Qualitative food webs describe the feeding relationships between species in a biotic community. However, one of their major drawbacks is that all trophic interactions receive the same weight. To overcome this problem, food webs should be described and analyzed quantitatively. Up to now, we have a unique collection of 54 high quality quantitative webs from seven studies. We will use this dataset to test a range of stochastic models predicting the qualitative structure of food-webs. We further explore how phylogenetic and evolutionary constraints affect food-web structure. Our findings will be useful to assess to what extent species-level and system-level processes explain community organization. Our fundamental insight may improve our knowledge on the conservation of biodiversity.

Conservation

The above projects tackle important issues in conservation biology. We are also interested in specific studies in conservation, mostly with birds. The Whinchat, Saxicola rubetra, is a small migratory passerine bird breeding in open rough pasture or similar uncultivated grassland. Even though the global population is not believed to approach the thresholds for IUCN Red List, it is an endangered species in Switzerland. The whinchat is widespread in the Alps, but uncommon on the Plateau. We are assessing biological factors such as predation pressure, feeding frequency and diet shifts as well as the energetic costs of foraging under different management scenarios of pastures and grasslands.

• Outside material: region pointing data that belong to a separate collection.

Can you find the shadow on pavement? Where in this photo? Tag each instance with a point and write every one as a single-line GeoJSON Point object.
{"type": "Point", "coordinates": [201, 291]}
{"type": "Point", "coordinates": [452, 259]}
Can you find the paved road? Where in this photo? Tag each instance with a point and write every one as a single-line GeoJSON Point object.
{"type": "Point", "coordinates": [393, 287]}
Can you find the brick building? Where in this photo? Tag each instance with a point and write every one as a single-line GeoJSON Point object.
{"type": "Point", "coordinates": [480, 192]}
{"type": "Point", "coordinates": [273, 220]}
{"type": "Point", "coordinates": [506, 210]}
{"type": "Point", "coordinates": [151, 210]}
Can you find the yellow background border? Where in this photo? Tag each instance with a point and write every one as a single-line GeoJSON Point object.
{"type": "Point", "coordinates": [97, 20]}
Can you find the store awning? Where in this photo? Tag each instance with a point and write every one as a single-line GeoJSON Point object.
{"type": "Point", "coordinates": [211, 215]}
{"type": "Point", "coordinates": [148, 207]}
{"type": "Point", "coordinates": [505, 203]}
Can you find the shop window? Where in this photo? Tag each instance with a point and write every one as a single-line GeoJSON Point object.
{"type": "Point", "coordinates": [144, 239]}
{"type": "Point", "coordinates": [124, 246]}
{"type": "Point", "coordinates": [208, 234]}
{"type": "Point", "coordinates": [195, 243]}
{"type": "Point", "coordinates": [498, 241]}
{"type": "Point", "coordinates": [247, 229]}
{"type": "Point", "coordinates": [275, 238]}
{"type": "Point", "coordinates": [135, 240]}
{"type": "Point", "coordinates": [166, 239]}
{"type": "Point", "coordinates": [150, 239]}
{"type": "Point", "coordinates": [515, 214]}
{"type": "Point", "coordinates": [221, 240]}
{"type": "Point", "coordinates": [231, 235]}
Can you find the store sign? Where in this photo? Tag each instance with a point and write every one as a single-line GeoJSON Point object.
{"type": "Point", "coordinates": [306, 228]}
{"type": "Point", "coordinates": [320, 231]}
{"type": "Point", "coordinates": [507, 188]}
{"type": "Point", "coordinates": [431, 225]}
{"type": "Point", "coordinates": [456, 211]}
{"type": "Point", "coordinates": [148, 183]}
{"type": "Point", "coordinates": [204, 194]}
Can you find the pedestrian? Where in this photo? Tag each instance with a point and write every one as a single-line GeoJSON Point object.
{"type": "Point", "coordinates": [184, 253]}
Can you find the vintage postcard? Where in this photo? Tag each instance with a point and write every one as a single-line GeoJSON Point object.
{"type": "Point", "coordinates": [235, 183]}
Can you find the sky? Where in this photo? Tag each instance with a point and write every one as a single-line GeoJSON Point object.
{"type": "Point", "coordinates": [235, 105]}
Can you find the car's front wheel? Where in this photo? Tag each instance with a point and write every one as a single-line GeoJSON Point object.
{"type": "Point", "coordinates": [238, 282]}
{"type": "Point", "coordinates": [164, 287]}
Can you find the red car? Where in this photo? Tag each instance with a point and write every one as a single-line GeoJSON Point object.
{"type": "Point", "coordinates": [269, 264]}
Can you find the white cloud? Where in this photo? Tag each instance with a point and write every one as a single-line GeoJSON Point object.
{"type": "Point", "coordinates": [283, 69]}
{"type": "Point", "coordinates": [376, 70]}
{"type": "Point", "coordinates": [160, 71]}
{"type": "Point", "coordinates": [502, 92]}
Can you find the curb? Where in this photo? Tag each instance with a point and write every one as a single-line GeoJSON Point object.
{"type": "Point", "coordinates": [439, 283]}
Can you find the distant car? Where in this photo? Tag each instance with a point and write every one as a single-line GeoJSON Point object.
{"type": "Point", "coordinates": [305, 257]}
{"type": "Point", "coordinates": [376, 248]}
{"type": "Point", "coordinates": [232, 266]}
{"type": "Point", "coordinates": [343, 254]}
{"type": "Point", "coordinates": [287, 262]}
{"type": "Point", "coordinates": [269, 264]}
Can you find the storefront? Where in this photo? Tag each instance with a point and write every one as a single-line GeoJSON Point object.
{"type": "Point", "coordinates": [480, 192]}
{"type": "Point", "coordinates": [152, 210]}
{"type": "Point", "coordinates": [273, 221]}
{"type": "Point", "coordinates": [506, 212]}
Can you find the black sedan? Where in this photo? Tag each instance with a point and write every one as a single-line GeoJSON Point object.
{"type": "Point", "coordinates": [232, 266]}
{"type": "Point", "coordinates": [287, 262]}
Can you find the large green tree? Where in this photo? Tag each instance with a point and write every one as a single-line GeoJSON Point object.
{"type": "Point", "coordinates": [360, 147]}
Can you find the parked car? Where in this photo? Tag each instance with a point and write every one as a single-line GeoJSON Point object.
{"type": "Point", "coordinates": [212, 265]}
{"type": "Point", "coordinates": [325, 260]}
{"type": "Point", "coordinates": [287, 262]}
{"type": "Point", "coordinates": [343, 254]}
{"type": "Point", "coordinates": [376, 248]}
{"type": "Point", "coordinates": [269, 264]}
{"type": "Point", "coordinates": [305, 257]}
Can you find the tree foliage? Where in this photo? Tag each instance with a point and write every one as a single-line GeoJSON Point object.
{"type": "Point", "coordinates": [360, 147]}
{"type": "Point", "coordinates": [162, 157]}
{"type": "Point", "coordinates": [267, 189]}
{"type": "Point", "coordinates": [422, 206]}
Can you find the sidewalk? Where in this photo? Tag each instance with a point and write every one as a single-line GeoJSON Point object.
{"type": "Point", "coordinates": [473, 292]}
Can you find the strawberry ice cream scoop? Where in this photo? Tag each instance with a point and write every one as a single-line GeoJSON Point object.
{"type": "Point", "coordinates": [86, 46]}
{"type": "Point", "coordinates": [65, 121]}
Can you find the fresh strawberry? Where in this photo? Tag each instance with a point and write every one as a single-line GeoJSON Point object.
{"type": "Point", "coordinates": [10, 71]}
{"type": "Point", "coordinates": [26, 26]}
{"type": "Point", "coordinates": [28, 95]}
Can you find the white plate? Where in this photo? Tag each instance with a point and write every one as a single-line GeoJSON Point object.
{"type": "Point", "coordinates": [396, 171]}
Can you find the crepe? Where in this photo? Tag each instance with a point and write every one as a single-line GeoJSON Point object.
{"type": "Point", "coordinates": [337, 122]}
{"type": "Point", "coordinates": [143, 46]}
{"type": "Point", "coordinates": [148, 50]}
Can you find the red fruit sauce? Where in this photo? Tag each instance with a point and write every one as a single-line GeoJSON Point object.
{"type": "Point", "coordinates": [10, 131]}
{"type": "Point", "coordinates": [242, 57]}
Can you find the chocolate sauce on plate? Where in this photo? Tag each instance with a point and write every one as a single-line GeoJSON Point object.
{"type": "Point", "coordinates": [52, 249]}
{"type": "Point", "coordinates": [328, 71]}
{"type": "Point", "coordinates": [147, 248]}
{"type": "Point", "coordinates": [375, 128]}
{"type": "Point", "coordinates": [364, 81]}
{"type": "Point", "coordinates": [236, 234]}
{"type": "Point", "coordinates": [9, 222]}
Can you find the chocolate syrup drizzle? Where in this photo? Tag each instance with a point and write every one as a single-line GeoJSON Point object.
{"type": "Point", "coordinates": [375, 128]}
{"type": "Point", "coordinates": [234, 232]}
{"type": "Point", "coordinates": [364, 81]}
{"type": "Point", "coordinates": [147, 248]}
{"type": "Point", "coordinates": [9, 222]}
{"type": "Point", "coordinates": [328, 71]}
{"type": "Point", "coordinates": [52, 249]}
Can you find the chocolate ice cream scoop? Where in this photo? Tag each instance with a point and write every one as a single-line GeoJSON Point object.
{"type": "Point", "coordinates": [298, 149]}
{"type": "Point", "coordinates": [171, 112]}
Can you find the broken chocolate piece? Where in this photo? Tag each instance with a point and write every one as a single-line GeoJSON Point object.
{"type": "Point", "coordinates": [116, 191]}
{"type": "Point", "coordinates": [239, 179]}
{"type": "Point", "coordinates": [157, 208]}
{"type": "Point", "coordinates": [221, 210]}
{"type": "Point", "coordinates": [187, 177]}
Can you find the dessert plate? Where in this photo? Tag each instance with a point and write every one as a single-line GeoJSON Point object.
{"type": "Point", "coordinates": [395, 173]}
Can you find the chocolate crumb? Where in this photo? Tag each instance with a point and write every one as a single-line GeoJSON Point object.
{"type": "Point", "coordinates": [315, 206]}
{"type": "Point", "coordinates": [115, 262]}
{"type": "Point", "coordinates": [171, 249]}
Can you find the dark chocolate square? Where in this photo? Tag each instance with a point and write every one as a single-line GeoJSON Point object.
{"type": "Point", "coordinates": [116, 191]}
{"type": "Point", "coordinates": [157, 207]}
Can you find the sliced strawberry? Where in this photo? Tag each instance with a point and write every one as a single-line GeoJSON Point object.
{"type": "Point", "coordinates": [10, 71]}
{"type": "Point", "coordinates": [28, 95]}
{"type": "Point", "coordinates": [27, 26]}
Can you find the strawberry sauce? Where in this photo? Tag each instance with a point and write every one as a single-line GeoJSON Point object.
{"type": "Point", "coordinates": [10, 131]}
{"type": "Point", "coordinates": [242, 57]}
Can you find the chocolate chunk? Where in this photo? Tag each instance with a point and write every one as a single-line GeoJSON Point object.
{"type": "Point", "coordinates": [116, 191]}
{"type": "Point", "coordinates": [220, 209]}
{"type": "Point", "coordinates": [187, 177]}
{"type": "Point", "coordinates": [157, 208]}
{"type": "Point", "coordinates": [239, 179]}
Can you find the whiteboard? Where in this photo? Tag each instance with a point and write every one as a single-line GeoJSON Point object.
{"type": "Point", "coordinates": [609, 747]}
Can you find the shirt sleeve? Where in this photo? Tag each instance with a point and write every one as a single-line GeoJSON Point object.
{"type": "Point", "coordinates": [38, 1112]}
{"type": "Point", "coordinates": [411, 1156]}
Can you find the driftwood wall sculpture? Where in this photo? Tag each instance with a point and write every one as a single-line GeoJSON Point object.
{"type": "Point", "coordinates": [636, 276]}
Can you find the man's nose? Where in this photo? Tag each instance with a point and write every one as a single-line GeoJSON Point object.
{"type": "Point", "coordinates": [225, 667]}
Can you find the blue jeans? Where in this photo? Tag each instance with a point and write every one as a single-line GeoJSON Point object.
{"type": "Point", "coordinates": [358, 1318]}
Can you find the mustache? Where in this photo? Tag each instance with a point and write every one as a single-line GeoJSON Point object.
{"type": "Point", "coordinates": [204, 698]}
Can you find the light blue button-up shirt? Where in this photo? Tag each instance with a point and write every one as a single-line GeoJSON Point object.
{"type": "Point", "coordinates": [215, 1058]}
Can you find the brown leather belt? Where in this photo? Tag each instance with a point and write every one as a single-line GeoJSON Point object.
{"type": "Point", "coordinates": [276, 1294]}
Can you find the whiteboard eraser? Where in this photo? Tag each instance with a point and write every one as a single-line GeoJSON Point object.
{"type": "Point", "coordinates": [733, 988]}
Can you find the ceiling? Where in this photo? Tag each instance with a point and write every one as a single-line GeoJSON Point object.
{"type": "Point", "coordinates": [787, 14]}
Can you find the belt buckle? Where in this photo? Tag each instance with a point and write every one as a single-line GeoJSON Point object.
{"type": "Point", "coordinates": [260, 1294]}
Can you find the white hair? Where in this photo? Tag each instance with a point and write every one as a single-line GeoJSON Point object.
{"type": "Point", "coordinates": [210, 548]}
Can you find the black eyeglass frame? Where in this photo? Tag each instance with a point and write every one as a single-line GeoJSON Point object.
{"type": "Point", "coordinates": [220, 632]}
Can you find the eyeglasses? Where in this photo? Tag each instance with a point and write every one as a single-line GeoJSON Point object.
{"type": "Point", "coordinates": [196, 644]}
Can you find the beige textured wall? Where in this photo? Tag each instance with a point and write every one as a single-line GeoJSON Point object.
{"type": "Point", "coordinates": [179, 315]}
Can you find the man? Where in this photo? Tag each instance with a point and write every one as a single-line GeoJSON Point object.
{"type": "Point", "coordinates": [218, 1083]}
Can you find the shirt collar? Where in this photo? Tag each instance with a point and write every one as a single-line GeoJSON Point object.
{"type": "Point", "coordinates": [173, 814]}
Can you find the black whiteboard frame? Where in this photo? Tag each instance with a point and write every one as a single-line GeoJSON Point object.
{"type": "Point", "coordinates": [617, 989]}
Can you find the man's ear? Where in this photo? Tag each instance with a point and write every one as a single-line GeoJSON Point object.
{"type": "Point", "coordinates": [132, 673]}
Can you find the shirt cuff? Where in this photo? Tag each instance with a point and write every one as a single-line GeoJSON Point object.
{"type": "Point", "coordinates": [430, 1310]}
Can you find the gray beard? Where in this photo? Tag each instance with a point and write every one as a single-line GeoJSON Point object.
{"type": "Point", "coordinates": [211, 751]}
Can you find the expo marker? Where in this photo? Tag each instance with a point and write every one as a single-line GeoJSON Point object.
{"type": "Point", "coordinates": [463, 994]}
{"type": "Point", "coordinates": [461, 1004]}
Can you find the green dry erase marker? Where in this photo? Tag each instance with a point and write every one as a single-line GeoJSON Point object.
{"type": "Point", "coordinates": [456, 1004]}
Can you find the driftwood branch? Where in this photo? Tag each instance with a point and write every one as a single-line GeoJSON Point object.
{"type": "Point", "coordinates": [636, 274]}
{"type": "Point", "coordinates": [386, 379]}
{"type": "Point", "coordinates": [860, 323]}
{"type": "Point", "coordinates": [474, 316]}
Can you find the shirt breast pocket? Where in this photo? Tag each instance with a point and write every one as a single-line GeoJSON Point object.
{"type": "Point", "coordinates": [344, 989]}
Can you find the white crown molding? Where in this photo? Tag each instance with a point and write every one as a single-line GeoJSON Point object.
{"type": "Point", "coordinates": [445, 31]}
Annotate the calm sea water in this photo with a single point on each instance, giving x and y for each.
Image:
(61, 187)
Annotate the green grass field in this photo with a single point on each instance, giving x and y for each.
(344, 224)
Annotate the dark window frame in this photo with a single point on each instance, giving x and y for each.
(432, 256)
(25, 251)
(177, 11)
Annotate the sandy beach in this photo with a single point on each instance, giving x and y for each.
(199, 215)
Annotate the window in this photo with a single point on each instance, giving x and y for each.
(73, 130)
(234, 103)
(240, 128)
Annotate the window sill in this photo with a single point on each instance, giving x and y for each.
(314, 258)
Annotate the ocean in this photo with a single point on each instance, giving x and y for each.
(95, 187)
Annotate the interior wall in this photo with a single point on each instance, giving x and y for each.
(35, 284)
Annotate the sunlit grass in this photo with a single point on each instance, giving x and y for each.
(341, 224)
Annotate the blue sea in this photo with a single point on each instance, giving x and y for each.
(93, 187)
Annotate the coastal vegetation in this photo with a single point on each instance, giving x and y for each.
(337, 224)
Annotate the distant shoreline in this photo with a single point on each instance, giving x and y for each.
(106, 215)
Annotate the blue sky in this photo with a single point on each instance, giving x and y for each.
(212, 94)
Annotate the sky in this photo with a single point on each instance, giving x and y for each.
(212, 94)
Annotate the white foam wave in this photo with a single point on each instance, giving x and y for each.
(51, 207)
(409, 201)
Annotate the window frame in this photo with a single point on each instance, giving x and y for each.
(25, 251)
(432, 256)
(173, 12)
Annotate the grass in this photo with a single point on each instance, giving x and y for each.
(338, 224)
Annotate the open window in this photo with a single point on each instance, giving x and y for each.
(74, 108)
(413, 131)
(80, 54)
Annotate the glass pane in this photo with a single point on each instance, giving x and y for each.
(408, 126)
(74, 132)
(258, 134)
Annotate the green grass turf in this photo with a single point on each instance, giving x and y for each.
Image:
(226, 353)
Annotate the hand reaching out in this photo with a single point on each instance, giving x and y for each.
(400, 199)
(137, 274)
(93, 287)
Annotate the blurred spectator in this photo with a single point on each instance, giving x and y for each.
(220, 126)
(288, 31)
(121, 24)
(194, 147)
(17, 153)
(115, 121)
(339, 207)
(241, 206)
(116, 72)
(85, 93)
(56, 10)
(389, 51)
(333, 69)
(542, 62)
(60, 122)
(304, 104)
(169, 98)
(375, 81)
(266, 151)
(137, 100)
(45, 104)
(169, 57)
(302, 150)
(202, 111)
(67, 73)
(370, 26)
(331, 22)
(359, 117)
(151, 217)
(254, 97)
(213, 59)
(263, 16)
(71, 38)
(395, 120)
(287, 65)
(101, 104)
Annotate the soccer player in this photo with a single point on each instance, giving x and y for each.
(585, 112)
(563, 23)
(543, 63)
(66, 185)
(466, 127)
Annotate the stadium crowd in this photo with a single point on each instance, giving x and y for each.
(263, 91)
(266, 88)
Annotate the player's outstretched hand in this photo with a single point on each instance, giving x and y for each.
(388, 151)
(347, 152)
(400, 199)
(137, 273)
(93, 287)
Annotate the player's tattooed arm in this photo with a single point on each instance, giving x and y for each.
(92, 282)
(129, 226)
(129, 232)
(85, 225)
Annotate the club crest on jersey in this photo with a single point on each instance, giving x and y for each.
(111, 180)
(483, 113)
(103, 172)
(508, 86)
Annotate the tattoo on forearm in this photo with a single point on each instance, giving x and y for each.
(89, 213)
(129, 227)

Dynamics of multitrophic systems in mesocosms

Using the simple tritrophic model system Scenedesmus gracilis (green algae) – Daphnia pulex (water flea) – Poecilia reticulata (guppy), we attempt to understand ecological processes such as plant palatability as a trigger of trophic cascades or the detection of population thresholds. This tritrophicmodel system is perfectly suited to answer these questions, easy to maintain and of disposal all-the-year. It is also a perfect playground for students.

Modelling

Modelling plays an important role in most above research topics. More specifically, we are developing stochastic models for the dynamics of trophic interactions. We started with simple functional responses (the number of prey eaten per predator) modelled as pure death process (density of predators is constant). We will use existing experimental data and mesocosms results to test these models. We plan to enlarge the scale of these models to tritrophic systems and ultimately to whole communities. We believe that stochastic models are inherently more adequate to explore complexity-stability relationships than classical differential equations. These modelling projects are collaboration with the Department of mathematics in Fribourg, the Statistic chair of the EPFL and the NCCR Plant survival.